Deb Roy Submitted:

My presentation will describe a research pipeline we are building to better understand the molecular and cellular basis of Duplication 15q syndrome (Dup15q), a genetic neurodevelopmental disorder (NDD) that is often associated with autism spectrum disorder (ASD), developmental delays, intellectual disability, and refractory seizures.

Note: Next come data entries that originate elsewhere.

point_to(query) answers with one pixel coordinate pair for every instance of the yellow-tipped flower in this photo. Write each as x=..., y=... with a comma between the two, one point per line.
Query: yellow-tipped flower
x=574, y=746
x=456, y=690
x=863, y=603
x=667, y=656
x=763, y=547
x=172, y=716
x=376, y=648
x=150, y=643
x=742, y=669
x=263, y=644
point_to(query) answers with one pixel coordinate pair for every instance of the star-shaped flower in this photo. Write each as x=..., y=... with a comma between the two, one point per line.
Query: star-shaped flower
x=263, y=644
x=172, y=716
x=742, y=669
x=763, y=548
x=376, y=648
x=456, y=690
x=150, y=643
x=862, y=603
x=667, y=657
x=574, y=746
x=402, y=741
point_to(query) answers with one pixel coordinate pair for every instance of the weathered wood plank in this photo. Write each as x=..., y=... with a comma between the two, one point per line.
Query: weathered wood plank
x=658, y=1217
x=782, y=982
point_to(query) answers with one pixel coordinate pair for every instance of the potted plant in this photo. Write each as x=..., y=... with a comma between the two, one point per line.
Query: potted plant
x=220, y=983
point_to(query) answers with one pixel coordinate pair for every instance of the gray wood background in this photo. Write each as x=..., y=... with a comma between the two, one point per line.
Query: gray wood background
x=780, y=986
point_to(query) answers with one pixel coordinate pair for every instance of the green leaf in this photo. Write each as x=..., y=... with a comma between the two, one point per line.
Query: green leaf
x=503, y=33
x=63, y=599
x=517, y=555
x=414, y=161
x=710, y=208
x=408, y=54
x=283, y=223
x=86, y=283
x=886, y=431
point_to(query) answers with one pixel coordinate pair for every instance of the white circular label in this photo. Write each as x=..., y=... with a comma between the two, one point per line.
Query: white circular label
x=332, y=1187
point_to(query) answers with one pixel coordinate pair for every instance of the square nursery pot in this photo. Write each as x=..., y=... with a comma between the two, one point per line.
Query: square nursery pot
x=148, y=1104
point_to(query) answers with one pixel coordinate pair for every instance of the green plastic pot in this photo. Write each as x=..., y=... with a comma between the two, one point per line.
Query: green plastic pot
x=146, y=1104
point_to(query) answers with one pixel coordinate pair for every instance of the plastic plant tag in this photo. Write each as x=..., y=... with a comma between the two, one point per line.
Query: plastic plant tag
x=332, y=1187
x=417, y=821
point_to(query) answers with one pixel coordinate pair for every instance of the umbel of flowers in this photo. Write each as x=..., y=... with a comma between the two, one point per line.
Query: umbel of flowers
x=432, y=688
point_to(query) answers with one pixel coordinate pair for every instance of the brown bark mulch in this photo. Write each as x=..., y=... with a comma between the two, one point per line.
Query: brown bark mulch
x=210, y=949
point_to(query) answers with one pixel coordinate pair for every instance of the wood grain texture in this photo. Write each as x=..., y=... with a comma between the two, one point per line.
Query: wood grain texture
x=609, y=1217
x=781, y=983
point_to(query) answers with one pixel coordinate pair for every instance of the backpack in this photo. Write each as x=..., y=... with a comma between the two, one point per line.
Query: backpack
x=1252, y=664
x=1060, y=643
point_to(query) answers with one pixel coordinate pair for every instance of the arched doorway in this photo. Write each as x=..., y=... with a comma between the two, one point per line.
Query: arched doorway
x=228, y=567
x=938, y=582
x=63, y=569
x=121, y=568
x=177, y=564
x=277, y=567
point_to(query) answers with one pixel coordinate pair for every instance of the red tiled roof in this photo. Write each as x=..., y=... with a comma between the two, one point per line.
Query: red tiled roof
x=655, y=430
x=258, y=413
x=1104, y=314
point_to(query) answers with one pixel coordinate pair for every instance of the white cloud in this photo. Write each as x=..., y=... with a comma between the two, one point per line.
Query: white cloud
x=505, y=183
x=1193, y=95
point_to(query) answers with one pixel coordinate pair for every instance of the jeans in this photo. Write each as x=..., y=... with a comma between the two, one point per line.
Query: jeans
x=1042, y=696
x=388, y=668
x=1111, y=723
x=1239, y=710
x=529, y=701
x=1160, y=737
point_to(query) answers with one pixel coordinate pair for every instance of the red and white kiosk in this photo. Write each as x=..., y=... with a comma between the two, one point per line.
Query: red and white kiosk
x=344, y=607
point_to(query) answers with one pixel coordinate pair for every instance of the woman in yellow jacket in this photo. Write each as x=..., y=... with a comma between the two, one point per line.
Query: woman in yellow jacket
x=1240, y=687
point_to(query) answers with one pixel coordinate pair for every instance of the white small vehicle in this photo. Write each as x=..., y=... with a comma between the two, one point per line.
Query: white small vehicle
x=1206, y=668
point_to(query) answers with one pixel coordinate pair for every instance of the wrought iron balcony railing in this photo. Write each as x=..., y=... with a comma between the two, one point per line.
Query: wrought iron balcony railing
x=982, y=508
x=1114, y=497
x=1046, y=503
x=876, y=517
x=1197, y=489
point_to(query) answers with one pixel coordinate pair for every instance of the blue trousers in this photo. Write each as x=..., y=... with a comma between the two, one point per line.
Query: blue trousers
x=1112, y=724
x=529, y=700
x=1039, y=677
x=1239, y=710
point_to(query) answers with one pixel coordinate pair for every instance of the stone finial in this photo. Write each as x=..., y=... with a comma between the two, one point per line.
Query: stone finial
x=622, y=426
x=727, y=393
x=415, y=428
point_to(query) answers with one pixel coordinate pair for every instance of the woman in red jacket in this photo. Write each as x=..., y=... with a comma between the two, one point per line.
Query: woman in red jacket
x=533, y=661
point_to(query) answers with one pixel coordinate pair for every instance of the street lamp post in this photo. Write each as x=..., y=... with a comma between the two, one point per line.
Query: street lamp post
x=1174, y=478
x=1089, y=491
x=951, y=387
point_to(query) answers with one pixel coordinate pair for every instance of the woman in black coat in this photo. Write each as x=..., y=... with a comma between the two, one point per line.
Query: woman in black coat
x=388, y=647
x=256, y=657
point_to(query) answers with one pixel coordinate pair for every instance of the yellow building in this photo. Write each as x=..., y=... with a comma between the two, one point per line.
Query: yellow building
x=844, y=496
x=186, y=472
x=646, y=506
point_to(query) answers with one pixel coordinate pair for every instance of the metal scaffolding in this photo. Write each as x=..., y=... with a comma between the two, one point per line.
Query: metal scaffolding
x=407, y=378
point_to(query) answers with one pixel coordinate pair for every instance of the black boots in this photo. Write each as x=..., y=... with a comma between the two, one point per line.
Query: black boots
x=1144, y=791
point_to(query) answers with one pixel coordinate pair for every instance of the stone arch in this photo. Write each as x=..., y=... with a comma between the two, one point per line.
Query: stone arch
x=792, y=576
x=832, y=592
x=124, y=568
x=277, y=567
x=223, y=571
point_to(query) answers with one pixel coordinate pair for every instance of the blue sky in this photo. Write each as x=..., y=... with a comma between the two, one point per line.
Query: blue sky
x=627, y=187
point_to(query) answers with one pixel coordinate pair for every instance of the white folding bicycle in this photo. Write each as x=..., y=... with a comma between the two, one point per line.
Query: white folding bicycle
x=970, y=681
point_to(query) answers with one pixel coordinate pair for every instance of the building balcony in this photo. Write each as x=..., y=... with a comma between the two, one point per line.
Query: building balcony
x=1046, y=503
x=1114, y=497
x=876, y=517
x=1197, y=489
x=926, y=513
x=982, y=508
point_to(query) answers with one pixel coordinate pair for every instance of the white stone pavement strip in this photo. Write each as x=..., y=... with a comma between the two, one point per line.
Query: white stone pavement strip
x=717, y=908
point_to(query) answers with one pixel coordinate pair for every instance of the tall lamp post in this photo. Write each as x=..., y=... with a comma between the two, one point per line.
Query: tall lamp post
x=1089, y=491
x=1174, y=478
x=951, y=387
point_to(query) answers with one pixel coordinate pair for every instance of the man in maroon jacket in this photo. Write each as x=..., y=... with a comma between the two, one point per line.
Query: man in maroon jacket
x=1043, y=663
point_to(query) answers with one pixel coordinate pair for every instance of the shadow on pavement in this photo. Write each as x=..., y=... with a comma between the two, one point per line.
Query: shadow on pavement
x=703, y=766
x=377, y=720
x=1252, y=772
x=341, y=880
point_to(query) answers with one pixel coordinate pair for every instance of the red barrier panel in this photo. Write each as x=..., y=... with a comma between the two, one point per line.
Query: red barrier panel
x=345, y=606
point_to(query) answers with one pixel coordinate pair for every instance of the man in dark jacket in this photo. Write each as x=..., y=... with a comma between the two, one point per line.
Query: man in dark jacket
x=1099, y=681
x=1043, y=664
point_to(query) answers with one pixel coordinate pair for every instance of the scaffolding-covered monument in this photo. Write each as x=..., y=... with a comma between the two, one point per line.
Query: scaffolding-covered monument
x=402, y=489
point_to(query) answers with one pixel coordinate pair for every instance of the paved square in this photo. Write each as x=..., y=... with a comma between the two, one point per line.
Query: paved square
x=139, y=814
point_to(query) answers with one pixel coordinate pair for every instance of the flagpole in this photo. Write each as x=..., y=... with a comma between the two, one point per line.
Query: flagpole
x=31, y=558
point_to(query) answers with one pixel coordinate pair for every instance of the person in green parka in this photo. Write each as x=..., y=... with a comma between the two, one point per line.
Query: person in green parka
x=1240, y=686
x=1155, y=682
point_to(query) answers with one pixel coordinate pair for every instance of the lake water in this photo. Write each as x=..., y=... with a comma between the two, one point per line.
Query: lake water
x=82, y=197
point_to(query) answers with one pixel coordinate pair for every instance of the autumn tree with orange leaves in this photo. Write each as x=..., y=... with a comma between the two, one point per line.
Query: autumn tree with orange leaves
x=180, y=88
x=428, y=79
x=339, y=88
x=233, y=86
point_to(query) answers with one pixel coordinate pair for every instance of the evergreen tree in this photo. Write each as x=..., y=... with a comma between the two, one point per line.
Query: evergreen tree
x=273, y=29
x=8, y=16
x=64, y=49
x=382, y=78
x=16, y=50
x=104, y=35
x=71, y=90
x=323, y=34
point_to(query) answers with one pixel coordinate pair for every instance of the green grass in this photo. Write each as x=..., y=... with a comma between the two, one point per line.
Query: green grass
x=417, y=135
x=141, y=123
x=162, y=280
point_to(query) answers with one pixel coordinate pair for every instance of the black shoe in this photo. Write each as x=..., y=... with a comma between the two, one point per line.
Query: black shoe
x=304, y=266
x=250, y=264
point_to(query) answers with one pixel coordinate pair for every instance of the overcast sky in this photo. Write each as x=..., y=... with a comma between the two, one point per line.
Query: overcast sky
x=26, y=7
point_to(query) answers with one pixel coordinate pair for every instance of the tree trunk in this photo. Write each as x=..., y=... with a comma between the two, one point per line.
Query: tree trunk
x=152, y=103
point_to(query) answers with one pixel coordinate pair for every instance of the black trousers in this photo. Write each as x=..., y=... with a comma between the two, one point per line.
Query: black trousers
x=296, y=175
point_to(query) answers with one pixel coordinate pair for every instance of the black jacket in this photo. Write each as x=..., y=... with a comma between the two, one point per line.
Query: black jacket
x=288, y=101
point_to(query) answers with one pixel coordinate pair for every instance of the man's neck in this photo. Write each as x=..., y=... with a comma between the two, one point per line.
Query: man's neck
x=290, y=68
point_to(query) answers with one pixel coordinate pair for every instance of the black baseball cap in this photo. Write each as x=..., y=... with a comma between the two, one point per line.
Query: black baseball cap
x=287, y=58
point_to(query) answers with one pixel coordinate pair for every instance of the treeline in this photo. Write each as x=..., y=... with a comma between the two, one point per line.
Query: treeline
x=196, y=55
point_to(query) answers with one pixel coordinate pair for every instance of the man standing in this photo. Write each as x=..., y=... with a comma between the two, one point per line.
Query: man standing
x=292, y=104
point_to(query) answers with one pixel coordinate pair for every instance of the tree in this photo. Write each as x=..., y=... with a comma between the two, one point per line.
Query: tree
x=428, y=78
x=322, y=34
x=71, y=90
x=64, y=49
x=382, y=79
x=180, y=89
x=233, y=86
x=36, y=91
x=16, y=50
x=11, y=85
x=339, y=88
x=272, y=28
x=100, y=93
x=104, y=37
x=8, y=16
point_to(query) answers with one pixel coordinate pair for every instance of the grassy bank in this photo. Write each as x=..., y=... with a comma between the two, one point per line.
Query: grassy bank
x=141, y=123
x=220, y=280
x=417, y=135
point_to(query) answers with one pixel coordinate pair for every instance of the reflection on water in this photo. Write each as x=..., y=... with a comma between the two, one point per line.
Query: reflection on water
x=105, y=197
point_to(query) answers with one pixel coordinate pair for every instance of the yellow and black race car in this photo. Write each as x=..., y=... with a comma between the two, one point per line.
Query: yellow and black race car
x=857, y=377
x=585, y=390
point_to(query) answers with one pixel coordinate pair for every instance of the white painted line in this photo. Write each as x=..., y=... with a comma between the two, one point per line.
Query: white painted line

My work focuses on UBE3A, a gene in the duplicated 15q11-13 chromosome region that is thought to play a pivotal role in the disorder. Using primary neurons cultured from a mouse model showing increased Ube3a dosage, we are developing an in vitro pipeline to measure how changes in gene dosage and subsequent protein expression may affect neuronal growth, maturation, and communication across neural networks. We use imaging methods to examine cell structure and high-density multielectrode arrays (HD-MEA) to monitor patterns of electrical activity as networks develop over time. This allows us to study how excess UBE3A may contribute to abnormal brain network activity relevant to Dup15q. We are also using this platform to compare multiple model systems, including primary mouse neurons and human stem cell-derived neurons, to better understand how developmental and species-specific contexts may influence disease-related phenotypes.

In parallel, we are evaluating targeted therapeutic strategies designed to lower or normalize UBE3A activity back to wildtype levels, including antisense oligonucleotides (ASOs) and Lipid nanoparticle delivered-gene-editing approaches. Overall, this work aims to create a standardized, translational platform that seeks to connect UBE3A dosage to quantifiable changes at a cellular and network level, while simultaneously assessing potential therapeutic rescue strategies.